Unter den in den letzten Jahren von den Landeskammern der gewerblichen Wirtschaft herausgegebenen historischen Darstellungen verdient der der Wirtschaftsgeschichte Oberösterreichs gewidmete Band von Alfred Hoffmann eine eingehendere Würdigung. Das vom Verlag geschmackvoll ausgestattete Werk gibt in umfassender Schilderung ein eindrucksvolles Bild der Wandlungen des ökonomischen Gefüges des Landes zwischen Enns und Inn von den Anfängen menschlichen Schaffens bis zur Industrialisierung in der ersten Hälfte des 19. Jahrhunderts.

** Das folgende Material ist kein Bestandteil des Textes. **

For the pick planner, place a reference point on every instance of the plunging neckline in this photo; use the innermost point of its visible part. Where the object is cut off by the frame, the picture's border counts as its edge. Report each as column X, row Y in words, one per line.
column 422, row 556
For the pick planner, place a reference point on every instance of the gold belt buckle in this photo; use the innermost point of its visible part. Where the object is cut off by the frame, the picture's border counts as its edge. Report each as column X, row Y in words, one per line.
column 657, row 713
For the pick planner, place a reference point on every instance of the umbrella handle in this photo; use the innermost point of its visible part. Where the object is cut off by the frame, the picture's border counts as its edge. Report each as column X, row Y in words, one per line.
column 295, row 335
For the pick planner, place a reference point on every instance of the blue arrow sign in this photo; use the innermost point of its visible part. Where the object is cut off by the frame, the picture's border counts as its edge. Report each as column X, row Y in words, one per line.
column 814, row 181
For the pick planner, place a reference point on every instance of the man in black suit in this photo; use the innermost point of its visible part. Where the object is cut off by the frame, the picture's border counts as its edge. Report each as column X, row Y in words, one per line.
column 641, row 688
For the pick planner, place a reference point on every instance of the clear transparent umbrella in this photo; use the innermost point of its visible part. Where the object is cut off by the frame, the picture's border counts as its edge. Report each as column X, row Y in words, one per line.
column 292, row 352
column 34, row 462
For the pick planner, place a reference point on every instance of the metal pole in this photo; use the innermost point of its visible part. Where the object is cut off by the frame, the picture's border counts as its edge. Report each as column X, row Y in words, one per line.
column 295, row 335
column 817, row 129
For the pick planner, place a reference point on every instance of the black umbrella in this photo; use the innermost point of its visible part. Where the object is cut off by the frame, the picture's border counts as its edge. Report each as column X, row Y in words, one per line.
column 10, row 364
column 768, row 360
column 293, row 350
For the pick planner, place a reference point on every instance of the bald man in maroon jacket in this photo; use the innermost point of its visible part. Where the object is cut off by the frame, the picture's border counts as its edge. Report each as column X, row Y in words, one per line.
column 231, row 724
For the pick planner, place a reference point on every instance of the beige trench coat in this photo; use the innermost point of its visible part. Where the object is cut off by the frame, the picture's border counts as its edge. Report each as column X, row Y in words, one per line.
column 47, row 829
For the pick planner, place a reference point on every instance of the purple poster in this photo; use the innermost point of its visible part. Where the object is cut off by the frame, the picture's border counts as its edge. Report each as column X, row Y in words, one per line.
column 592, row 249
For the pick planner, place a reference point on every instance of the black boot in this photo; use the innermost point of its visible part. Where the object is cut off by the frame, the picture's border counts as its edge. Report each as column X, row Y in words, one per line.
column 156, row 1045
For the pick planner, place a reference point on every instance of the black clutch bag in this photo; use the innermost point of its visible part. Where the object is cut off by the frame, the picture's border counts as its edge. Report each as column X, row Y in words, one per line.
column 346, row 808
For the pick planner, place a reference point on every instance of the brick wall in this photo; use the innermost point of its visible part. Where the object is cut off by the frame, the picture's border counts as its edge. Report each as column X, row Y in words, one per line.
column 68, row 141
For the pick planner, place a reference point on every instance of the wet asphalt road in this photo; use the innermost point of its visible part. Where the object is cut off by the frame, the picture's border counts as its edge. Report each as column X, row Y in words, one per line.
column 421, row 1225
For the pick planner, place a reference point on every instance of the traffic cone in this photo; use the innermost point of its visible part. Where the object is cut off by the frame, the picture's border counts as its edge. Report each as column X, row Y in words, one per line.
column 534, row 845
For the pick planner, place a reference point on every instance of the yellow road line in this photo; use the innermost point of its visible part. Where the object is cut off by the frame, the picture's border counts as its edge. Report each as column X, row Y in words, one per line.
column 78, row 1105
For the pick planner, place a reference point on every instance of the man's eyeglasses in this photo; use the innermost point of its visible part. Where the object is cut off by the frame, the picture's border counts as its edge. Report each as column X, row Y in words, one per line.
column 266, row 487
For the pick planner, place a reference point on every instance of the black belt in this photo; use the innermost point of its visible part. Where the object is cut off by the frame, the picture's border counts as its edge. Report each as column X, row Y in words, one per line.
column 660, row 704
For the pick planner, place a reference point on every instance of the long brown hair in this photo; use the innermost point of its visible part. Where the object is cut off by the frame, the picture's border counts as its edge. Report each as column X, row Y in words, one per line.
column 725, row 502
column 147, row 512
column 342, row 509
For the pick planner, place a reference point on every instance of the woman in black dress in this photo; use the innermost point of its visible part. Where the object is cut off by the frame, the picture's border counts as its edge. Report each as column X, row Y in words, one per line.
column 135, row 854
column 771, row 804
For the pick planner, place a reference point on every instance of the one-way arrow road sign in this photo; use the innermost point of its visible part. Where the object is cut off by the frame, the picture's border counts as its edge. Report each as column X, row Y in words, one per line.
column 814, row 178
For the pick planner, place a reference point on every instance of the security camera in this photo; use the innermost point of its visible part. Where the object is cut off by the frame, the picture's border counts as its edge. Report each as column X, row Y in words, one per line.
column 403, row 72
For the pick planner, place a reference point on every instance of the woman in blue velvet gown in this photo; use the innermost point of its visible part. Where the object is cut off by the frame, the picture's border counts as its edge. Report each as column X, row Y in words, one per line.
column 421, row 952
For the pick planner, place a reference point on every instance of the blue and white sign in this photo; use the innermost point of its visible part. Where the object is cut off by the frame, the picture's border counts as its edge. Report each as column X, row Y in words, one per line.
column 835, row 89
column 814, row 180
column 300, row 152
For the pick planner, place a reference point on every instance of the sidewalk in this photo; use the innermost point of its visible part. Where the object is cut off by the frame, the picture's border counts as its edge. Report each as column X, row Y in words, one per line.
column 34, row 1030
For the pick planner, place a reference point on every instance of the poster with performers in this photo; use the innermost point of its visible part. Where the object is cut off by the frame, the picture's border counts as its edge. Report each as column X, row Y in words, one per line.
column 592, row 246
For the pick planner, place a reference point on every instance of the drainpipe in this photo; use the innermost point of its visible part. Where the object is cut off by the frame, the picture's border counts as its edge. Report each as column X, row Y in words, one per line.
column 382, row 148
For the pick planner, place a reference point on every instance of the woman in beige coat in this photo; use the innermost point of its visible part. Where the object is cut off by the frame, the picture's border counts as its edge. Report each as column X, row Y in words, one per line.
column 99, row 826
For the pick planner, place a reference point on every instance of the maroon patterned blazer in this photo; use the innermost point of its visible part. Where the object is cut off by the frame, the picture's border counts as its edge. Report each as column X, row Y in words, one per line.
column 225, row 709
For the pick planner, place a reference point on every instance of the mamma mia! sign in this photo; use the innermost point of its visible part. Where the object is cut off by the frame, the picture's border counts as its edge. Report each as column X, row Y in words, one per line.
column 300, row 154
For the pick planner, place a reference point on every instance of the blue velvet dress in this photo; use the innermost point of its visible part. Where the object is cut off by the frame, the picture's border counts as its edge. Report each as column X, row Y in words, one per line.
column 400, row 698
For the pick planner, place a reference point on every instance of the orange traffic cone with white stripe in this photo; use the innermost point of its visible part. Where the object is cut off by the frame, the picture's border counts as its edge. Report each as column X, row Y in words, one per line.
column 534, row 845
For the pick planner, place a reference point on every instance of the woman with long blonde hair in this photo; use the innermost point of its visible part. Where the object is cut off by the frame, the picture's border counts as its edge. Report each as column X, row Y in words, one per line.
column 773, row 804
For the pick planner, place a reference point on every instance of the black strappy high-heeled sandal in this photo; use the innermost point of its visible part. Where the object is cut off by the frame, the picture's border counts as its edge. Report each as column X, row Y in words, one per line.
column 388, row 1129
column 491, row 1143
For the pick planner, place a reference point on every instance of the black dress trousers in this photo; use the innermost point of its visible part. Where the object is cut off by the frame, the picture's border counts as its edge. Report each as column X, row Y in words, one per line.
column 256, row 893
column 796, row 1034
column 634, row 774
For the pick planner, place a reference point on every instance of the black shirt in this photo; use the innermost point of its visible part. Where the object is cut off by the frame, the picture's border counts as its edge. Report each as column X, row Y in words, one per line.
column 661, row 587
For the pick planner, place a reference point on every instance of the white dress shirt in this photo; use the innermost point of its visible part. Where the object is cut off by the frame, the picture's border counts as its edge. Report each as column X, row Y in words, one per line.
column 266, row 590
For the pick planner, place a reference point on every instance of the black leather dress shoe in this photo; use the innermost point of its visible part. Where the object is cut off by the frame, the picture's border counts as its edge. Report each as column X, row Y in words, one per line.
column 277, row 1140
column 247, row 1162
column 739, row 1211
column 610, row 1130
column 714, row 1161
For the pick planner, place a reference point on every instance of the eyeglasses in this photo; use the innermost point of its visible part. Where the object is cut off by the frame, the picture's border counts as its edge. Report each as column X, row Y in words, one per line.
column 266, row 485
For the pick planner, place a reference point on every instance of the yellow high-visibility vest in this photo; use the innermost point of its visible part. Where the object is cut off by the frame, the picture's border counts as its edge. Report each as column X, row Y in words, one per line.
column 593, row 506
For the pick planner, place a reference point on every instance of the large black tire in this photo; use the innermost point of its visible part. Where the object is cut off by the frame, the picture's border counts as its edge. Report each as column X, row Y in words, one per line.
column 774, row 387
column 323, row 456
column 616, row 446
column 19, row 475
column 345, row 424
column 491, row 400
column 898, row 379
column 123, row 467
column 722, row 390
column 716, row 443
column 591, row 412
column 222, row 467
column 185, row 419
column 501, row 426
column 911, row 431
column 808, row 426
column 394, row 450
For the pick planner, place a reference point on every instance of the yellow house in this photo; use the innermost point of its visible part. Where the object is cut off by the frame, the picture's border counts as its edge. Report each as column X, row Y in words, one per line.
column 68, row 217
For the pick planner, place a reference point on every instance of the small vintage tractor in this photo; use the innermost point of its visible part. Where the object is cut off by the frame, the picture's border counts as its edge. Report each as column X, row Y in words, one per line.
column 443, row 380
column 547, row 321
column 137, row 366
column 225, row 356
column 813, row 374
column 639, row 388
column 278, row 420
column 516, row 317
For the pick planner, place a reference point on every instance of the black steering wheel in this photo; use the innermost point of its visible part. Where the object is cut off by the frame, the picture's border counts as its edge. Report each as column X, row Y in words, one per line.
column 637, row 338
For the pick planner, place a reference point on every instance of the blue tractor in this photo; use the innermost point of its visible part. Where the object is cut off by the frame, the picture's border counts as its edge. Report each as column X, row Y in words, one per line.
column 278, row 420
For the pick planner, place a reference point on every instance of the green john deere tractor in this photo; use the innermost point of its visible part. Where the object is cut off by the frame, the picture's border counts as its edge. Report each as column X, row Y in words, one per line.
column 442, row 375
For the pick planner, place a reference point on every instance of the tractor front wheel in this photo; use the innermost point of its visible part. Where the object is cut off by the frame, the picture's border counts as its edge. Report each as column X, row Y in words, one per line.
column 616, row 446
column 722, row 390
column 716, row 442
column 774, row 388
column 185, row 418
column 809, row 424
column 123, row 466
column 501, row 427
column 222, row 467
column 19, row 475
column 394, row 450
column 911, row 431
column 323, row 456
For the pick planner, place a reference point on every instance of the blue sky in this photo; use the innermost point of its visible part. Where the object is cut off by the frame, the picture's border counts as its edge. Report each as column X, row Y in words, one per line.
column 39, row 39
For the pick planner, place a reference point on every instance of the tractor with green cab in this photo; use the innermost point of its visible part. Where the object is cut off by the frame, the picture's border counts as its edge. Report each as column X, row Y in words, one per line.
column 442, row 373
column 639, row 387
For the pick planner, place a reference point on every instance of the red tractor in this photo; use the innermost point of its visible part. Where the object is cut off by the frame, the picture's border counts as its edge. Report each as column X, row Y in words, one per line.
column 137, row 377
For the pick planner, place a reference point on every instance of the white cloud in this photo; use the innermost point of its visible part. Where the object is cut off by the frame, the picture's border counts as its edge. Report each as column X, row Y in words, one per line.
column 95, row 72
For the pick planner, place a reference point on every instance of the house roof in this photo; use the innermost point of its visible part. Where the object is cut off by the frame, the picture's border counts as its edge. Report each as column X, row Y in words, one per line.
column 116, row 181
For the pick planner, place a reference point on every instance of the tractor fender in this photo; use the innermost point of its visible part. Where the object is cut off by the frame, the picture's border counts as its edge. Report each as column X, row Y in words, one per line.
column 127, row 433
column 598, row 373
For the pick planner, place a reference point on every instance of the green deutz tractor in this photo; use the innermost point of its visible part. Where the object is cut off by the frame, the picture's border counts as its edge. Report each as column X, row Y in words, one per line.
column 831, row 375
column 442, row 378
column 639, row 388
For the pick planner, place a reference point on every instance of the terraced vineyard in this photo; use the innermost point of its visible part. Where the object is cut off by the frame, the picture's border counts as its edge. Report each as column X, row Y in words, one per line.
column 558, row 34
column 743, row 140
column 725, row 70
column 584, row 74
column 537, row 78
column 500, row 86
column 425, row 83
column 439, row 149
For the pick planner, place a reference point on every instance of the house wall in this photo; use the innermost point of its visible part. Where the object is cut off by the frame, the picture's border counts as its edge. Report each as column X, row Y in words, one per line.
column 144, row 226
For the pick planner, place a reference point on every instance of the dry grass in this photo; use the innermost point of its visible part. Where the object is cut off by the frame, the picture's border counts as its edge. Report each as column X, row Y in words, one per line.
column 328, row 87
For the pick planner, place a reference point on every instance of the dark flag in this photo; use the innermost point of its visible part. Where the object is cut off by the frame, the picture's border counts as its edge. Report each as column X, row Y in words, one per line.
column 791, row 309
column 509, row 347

Der Autor, dem wir mehrere bedeutsame Abhandlungen über die Wirtschafts- und Sozialgeschichte der oberösterreichischen Städte im Mittelalter verdanken, hat diesmal mehr Gewicht auf die Darstellung späterer Epochen gelegt. Dem Frühkapitalismus des sechzehnten und dem Merkantilismus des ausgehenden siebzehnten Jahrhunderts, schließlich dem „Universal-Kommerz“ des aufgeklärten Absolutismus gilt der größere Teil seiner Ausführungen. Es konnten natürlich auch die verschiedenen Sektoren des Wirtschaftslebens nicht schematisch gleichmäßig behandelt werden. Entsprechend der Eigenart des Landes stehen Salinen und Eisenindustrie, Leinenerzeugung und Tuchfabrikation stark im Vordergrund, ebenso der Handel mit den in diesen Industrien gewonnenen Produkten; es werden aber auch der gerade für Oberösterreich sehr wichtige Transithandel und das Verkehrswesen ausführlich gewürdigt. Erfreulicherweise beschränkt sich der Verfasser nicht auf einen eng gefaßten Wirtschaftsbegriff, sondern stellt Siedlungswesen und Bevölkerungsbewegung, Sozialstruktur, Verfassung und Verwaltung des Landes in den Kreis seiner Betrachtungen. In den meisten Kapiteln ist dabei mehr primäre Quellenforschung spürbar, als das sonst bei zusammenfassenden Darstellungen größeren

Rahmens der Fall zu sein pflegt. Wenn ein Einwand erhoben werden soll, ohne damit der Gesamtleistung Abbruch tun zu wollen, dann höchstens gegen die gelegentliche Betonung der Ausbildung einer ökonomischen Einheit der Landeswirtschaft, einer Art Wirtschaftsprovinzialismus seit dem Spätmittelalter. Sympathisch berührt die undogmatische, wirklichkeitsnahe und großzügige Gesamthaltung des Werkes, der Verzicht auf die künstliche Verengung des Blickfeldes durch Theorie oder Konstruktion. Das Werk Hoffmanns ist ein wirklicher Gewinn für den Historiker.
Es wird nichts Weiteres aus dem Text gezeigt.